From Unknown to Known: Personalization for Anonymous Users
Anonymous users, you know them. Well, actually you don’t…but you can. Anonymous users are individuals who take action on your digital properties, but do not—for one reason or another—choose to create an account or log in. Often, they’re users who choose to
“continue as a guest” when that option is available.
Figuring out how to identify and personalize the experience for anonymous users is a competitive advantage for brands, but most companies aren’t taking advantage of it.
Now Is the Time to Identify Your Anonymous Users and Personalize Their Experience
In 2021, Braze conducted a study of 1,000+ companies and over 5 billion users and found that 57% of new users for these brands were anonymous users and, of those new users, 80% never received any marketing messaging campaigns (such as email marketing messages or push notifications) from brands.

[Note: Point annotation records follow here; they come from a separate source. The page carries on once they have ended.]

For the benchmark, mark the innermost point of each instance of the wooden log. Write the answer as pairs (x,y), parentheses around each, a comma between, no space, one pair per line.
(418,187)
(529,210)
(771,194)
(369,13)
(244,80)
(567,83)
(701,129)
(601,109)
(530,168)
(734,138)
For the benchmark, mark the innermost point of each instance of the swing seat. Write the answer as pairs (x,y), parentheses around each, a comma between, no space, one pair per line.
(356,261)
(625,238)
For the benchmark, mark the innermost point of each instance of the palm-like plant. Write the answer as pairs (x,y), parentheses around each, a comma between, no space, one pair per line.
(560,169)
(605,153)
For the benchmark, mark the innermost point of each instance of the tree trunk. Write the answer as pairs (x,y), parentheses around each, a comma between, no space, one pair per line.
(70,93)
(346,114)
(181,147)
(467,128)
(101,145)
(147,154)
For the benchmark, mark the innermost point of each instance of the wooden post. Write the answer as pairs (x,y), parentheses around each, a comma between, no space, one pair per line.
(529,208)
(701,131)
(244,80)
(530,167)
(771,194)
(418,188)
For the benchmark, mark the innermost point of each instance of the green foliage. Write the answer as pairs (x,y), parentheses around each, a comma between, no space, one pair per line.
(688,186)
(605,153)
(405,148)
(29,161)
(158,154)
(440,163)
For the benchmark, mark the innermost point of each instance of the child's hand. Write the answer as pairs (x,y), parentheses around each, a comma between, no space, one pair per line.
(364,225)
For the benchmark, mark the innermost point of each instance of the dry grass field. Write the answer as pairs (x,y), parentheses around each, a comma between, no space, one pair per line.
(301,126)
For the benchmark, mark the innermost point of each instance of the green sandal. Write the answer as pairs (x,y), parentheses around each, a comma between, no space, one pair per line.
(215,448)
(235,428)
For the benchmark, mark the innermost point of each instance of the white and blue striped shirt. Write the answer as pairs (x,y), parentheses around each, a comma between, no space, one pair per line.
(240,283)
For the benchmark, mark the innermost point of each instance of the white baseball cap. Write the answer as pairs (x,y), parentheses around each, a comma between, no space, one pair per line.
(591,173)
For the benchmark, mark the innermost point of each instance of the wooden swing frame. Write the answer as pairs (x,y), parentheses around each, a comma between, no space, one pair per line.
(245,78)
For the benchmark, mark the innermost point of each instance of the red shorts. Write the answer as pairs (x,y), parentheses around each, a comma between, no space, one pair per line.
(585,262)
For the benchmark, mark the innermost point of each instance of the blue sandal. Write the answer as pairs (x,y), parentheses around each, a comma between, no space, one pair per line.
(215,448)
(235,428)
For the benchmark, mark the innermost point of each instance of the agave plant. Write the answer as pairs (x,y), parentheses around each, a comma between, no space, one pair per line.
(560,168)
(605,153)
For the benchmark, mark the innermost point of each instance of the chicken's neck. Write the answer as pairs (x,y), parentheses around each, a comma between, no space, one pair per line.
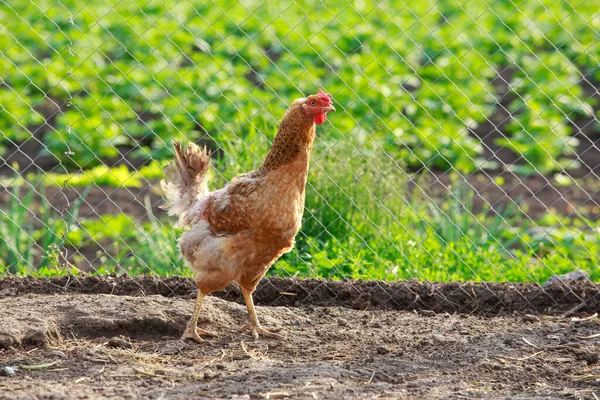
(294,140)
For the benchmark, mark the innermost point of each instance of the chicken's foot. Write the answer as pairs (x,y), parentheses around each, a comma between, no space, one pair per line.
(191,330)
(253,325)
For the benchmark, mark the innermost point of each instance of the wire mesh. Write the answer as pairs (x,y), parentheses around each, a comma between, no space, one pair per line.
(464,148)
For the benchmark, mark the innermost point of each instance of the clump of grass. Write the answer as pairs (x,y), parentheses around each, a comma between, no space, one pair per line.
(33,234)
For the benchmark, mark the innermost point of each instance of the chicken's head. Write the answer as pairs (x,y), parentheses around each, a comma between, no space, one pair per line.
(317,106)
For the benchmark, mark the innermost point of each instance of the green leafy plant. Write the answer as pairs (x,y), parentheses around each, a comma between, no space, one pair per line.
(33,235)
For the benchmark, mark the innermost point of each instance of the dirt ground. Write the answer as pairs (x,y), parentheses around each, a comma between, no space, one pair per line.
(76,345)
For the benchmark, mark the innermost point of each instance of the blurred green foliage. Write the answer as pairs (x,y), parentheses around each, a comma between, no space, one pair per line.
(127,77)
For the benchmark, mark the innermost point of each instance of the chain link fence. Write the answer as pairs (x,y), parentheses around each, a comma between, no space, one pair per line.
(464,148)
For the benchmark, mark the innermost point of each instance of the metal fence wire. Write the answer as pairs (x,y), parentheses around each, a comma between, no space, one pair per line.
(465,145)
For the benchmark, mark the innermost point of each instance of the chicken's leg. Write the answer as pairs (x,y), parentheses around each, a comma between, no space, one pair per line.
(191,330)
(253,325)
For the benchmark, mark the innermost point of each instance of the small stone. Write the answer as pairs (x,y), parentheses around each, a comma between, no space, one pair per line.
(588,356)
(428,313)
(119,343)
(529,318)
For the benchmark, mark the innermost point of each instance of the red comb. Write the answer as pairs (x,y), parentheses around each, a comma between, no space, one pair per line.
(324,96)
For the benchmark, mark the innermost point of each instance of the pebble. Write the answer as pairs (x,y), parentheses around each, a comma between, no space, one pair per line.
(529,318)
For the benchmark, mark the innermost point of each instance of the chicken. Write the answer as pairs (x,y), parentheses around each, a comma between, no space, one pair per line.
(238,232)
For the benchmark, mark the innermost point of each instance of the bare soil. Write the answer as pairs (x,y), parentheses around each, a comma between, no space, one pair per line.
(75,345)
(563,296)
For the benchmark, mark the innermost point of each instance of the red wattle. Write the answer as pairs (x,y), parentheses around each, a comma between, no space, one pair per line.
(319,118)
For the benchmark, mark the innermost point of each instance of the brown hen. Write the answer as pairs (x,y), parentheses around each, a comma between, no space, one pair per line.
(236,233)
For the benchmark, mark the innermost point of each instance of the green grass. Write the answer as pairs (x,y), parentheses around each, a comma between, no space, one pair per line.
(359,224)
(131,76)
(33,235)
(409,83)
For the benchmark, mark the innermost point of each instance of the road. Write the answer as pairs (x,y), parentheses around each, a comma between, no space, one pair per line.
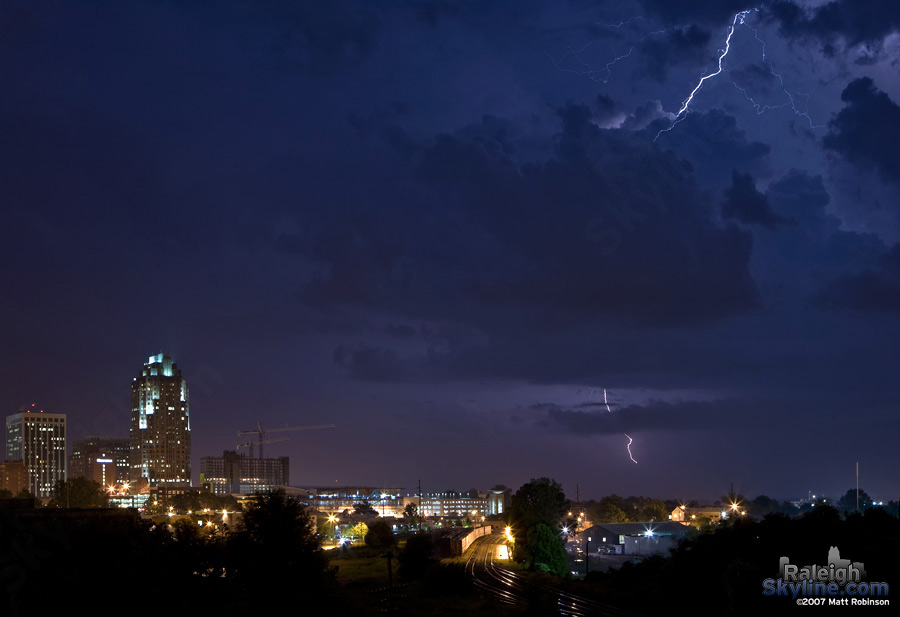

In the wake of Google’s announcement that it plans to discontinue the use of third-party cookies and Apple’s debut of new privacy features, brands are recognizing the need to invest in zero- and first-party data strategies to better understand who their users are.
As part of our annual market research study of the top trends in the customer engagement landscape, the Braze Global Customer Engagement Review, we found that more than one-third of surveyed brands (38%) plan to step up their zero- and first-party data collection methods. Zero-party data is data that your customers are explicitly sharing with your brand, such as their name and contact information when they fill out a lead capture form, while first-party data is inclusive of both this type of direct data as well as indirect data, such as a user’s browsing activity.
As brands invest more heavily in learning more about their users, collecting zero- and first-party data about their anonymous users needs to be part of that broader strategy.
What Happens When Brands Identify and Engage Anonymous Users
Brands that market to their anonymous users—leveraging both in-product and out-of-product messaging channels—can drive engagement by up to 9.5X.
Similarly, brands that take a cross-channel approach to messaging their anonymous users that includes both in-product and out-of-product channels can boost long-term retention by up to 3.7X.
What You Can Do to Identify Your Anonymous User and Personalize the Anonymous User Experience
Use what you do know about your anonymous users to personalize the experience. You might not know their name, but you should have other information, such as their app and website browsing activity, and session timezone, that you can use to personalize their experience.
Leverage in-app messaging and in-browser messaging to collect more insights. Before asking anonymous users to create an account, deploy messages in your app or on your website that ask visitors about their interests.
Use these insights to personalize future messaging and experiences within your app and website.
Take a cross-channel approach to encourage anonymous users to complete the account sign-up process—this tactic can help brands boost registrations by 15X, according to Braze insights.
Get even more ideas for how your brand can identify your anonymous users and personalize their experience with these six anonymous user campaigns designed to activate, retain, and monetize your unknown users.
For this analysis, Braze pulled anonymized and aggregated behavioral data from over 795 brands across its US, APAC, and EU clusters to analyze app activity, message engagement, and purchasing trends by industry. These statistics span January 1–December 31, 2021 and include data from over 5.4 billion user profiles and 52 sub-industries. The raw data has been cleaned using volume and company count checks so that no one brand or group of brands is over-represented. For all purchase- and messaging-related stats, only brands tracking the relevant information have been included so as not to skew the analysis. All uplift figures greater than 100% are rounded to the nearest decimal point, and all uplift figures below 100% are rounded to the nearest whole percent. When comparing two rounded numbers, percent change metrics are calculated as the difference between the two numbers after rounding.